Mara’s performance is an incredible breakthrough for her, and is every ounce as brave as Noomi Rapace’s performance as the same character.  Fincher’s version of Lisbeth, however, is clearly more emotionally vulnerable than Oplev’s, and we’ve only our culture to blame for that – American audiences want a vulnerable female.  Yes, she falls for Blomkvist in the novel, but you never get the sense that these two characters are destined to be a married couple, nor that Lisbeth would want that.  You can easily chalk it up to the fact that with her personal issues and emotional obsessions, Lisbeth can’t even stand the fact that Blomkvist associates with another woman, but I guess that’s my fundamental problem right there: it shouldn’t need “chalking up.”  The intention should be obvious.

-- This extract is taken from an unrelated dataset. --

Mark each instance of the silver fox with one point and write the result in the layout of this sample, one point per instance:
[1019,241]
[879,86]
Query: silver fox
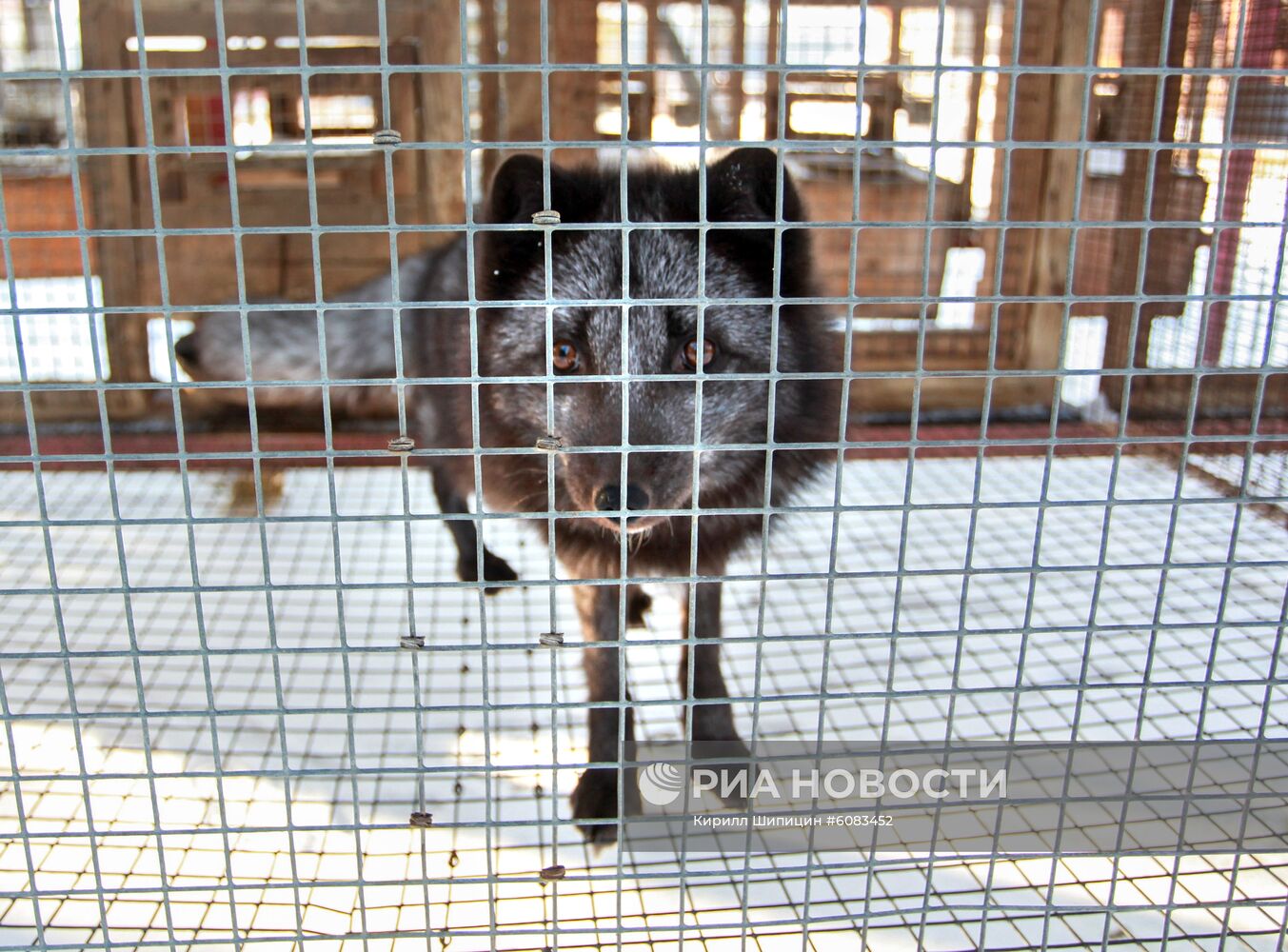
[559,371]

Daniel Craig’s performance is surprisingly understated, and I respect the fact that Fincher had him playing the actual character instead of relying on Craig’s name (not to mention his roster of characters, which seem to be the same character over and over) to sell the role.  Christopher Plummer is, as always, the sweet, grandfatherly old man, and provides us with characters as sympathetic as they come.  Whenever he cries in a movie, I get choked up.   Skarsgård is charming and seems like a real person, and even when he employs the Fallacy of the Talking Killer, there’s a reason for it.  As I’ve said about this story before, it’s not your garden-variety, plot-driven crime thriller.  This is something special.

Besides the big budget and the undeniably “clean” look of the film (as opposed to the grungy, quiet darkness of the original) and the abrupt change in Lisbeth’s emotional state, the only other standout problem is, as I suspected, the choice of Trent Reznor as composer.  He’s not Hans Zimmer; he’s the guy from Nine Inch Nails.  After an incredibly overlong, overbudgeted, James-Bond-type opening credits sequence, Reznor’s music still proves intrusive, often playing more loudly than the film dialogue.  A half hour into the film, though, this stops being a problem.  Either the music shifted gears or my brain toned it out.

As it is such a close adaptation, I suppose I’d agree with Swedish director Oplev’s reaction to the remake: “Why would they remake something when they can just go see the original?”  I have this reaction about 99% of remakes, especially those done by Hollywood.  On the other hand, this story is so real, so gritty, so believable and refreshingly different from every two-bit formula thriller staining the celluloid week after week, that I will not only let it go, I’ll support it.  I wouldn’t necessarily trust Fincher with one of my books (not that he’s asked), but I trust him with Lisbeth, for now.